Kieran had done the city a kindness. And interestingly, he
had done it in a way that provided amusement to the residents, a tale to tell
to others—long past the wizard’s own demise. It seemed almost an intentional
augmentation of the wizard’s personal legend. “Do you think,” Rowan asked,
“that people in Donner tend to remember Kieran kindly rather than otherwise?”

“I don’t know … some do, certainly. I expect, if he’d
lived longer, we all might have come to.” And it seemed that this thought had
not occurred to him before, and he gave it some consideration.

Rowan said cautiously: “How did he die?”

“How? Old age, or so we were told. He seemed elderly.”

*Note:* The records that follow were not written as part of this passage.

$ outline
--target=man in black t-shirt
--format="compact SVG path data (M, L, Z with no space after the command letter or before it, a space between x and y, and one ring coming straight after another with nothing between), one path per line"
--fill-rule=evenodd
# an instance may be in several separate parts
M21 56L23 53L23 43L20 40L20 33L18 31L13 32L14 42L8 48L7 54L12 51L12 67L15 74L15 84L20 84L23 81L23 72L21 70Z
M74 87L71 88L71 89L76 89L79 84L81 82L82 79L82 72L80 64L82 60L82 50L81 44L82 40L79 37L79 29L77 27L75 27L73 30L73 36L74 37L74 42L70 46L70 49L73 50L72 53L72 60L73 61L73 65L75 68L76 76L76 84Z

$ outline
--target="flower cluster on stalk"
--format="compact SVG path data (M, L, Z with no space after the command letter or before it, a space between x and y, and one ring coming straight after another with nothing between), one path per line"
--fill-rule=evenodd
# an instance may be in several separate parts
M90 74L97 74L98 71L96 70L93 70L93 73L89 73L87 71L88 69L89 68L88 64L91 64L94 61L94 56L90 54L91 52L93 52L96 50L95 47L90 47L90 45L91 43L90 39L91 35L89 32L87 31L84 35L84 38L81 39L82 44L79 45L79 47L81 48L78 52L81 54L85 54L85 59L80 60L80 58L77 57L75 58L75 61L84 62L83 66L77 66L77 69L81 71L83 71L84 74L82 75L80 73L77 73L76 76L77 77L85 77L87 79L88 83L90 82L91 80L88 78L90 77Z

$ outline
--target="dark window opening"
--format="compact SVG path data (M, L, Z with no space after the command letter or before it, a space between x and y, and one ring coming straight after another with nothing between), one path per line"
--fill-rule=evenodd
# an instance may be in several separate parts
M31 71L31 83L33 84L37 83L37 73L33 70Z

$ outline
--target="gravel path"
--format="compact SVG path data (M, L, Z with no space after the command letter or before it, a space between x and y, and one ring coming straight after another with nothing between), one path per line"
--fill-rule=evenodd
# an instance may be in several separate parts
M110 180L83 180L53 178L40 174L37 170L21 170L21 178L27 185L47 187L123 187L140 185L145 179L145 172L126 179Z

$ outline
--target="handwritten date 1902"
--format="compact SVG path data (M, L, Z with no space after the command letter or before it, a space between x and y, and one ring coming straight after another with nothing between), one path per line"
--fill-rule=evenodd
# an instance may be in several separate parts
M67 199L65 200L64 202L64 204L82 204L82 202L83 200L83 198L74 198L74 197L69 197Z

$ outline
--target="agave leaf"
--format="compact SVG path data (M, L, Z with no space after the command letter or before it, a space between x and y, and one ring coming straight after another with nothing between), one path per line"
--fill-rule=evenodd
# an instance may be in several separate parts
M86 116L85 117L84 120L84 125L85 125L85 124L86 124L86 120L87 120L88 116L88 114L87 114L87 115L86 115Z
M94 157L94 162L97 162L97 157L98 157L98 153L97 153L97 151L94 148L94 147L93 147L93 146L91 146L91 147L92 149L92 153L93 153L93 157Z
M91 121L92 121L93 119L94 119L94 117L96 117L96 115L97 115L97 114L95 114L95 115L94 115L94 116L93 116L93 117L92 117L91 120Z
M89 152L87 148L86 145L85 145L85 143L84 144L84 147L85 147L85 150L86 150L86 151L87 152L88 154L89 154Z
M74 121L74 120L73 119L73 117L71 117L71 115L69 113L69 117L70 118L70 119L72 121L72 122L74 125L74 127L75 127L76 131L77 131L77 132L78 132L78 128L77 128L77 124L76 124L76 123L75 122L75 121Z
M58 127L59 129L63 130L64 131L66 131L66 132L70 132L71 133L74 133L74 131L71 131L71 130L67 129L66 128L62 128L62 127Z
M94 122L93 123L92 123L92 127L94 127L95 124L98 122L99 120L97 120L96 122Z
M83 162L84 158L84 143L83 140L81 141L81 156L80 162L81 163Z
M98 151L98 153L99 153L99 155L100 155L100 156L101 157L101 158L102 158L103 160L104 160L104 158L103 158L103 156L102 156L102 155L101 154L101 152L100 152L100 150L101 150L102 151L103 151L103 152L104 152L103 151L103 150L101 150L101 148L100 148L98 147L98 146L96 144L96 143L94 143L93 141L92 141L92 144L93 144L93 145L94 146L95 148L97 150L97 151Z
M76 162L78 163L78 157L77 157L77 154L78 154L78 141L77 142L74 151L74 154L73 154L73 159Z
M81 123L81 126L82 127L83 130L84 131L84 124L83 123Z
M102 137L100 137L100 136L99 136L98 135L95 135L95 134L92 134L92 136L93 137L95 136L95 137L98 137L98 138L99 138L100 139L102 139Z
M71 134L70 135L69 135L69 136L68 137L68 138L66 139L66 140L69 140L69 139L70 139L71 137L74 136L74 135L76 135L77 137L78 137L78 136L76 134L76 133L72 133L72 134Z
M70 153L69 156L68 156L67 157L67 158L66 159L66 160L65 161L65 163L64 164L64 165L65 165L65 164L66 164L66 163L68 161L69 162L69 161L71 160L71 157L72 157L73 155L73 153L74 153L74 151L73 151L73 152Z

“Can you remember whether Jannik appeared in town before,
after, or at the same time as Kieran’s death?” If Kieran’s death had not been
natural, Jannik, as the next master of this holding, seemed a likely suspect.

“Jannik? Oh, after. Hard to pin down, but I’d say, at least
a month, maybe two.”

Rowan was taken aback. “So long a gap? How did you deal with
the dragons, with no wizard to keep them in check?”

“Oh, there was no problem with the dragons, none at all.”

“I find that rather interesting …”

“Still,” Marel said, “I expect they were never completely uncontrolled,
really. I have to assume the apprentice took care of that.”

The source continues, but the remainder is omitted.